According to Kuhn science needs to have a crisis to stop using the existing paradigm and move to a different one. In the field of medicine you could say that the paradigm of Evidence-Based Medicine solved certain issues that the prevailing scientific paradigm had at the time Korzybski wrote. Thinking in terms of probabilities and controlled trials solves certain practical problems really well. It especially solved the practical problem of proving that patented drugs provide clinical effects for patients really well and much better than the previous paradigm.
That’s a problem that GS doesn’t solve that problem as well. There are socioeconomic reasons why a paradigm that solves that problem well won. On the physics side “shut up and calculate” also worked well socioeconomically. “Shut up and calculate” works well for problems such as flying airplanes, going to the moon or building computer chips. To solve those problems the conceptualization of underyling ontology isn’t necessary. Economically people did well in those area with ignoring ontology and simply focusing on epistemology.
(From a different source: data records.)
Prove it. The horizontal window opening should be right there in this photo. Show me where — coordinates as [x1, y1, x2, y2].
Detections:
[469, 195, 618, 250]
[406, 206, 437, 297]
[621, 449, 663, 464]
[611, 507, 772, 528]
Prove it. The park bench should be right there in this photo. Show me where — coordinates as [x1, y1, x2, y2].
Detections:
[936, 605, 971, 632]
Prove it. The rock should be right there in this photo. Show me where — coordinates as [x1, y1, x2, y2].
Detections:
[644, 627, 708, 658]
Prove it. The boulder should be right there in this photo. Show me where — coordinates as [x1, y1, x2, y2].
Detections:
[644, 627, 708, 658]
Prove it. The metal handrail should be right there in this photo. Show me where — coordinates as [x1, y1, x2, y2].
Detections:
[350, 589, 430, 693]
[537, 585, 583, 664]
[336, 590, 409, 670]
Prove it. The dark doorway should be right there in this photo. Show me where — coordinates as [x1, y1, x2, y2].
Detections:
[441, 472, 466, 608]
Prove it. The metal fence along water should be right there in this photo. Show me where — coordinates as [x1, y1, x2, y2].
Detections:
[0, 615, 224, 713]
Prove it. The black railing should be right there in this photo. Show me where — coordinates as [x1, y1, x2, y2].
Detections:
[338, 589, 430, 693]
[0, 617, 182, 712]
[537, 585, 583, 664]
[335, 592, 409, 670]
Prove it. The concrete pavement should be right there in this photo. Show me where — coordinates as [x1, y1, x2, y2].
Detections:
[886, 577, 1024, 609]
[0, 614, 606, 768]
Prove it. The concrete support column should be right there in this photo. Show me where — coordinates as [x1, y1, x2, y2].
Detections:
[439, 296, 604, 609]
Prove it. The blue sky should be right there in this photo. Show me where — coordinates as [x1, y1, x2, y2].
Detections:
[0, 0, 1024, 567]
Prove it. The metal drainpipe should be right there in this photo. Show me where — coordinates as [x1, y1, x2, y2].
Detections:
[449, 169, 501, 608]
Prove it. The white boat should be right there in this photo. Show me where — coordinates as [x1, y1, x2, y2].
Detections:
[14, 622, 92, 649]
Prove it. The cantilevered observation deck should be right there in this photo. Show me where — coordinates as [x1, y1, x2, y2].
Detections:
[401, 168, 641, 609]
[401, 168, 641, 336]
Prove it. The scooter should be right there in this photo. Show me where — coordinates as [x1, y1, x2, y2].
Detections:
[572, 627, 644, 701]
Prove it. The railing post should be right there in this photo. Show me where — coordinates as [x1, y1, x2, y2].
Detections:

GS doesn’t provide better answer to those questions. On the other hand the prevailing paradigm gives really crappy answers for questions such as “What is autism?”. What’s a human? Is a human something different than a homo sapiens? GS is useful for thinking about the answers to those questions. Those questions are starting to become economically relevant in a way they didn’t used to with big data and AI.
On the QS facebook group I had yesterday a conversation about practical problems with the ontology of what the term mood means with a person saying that they had trouble creating data about moods because they couldn’t find a definition on which 30% of psychologists agree.
I think “general wonderfulness” is the wrong framing. It’s that GS is doing well at different problems.
Do you realise that over the course of the discussion, you have
1) offered a solution to the problem of ubnfounded foundations.
2) offered a claim that a solution exists, but is too long to write down.
3) offered a claim that the problem doesn’t exist in the first place.
The solution offered at the beginning is basically: “Don’t try to let your reasoning be based on underlying foundations in the first place.”
That leaves the open question about how to reason. GS is an answer to that question.
“One the one hand, on the other hand, on the third hand”-reasoning as advocated in Superforcasting where there doesn’t have to be a shared foudnation for all three hands is another. That’s what Tetlock calls “foxy” thinking and where he argues that it makes better predictions than hedgehog thinking where everything is based on one model with one foundation. But Superfocasting provides a bunch of heuristics and not a deep ontological foundation.
I also have other frameworks that point in the same direction but that are even harder to describe and likely not accessible by simply reading a book.
No. The problem exist if you take certain assumptions for granted. If haven’t claim that you don’t have the problem if you make those assumption and follow certain heuristics.
This leaves open the question of how to reason differently. GS is an answer of how to reason differently and it’s complex and demonstrating that it’s an internally consistent approach takes time and is done in Science and Sanity over many pages.
No, I do see that the problem exist if you follow certain heuristics.
What that seems to amount to is “conduct all your reasoning inside a black box”. That makes soem problems, such as the problem of being able to veify your reasoning
Not it’s not a black box. It’s just not the usually used box and Science and Sanity describes how the box works. And that’s sufficiently complex that it’s not easy to break down on one page.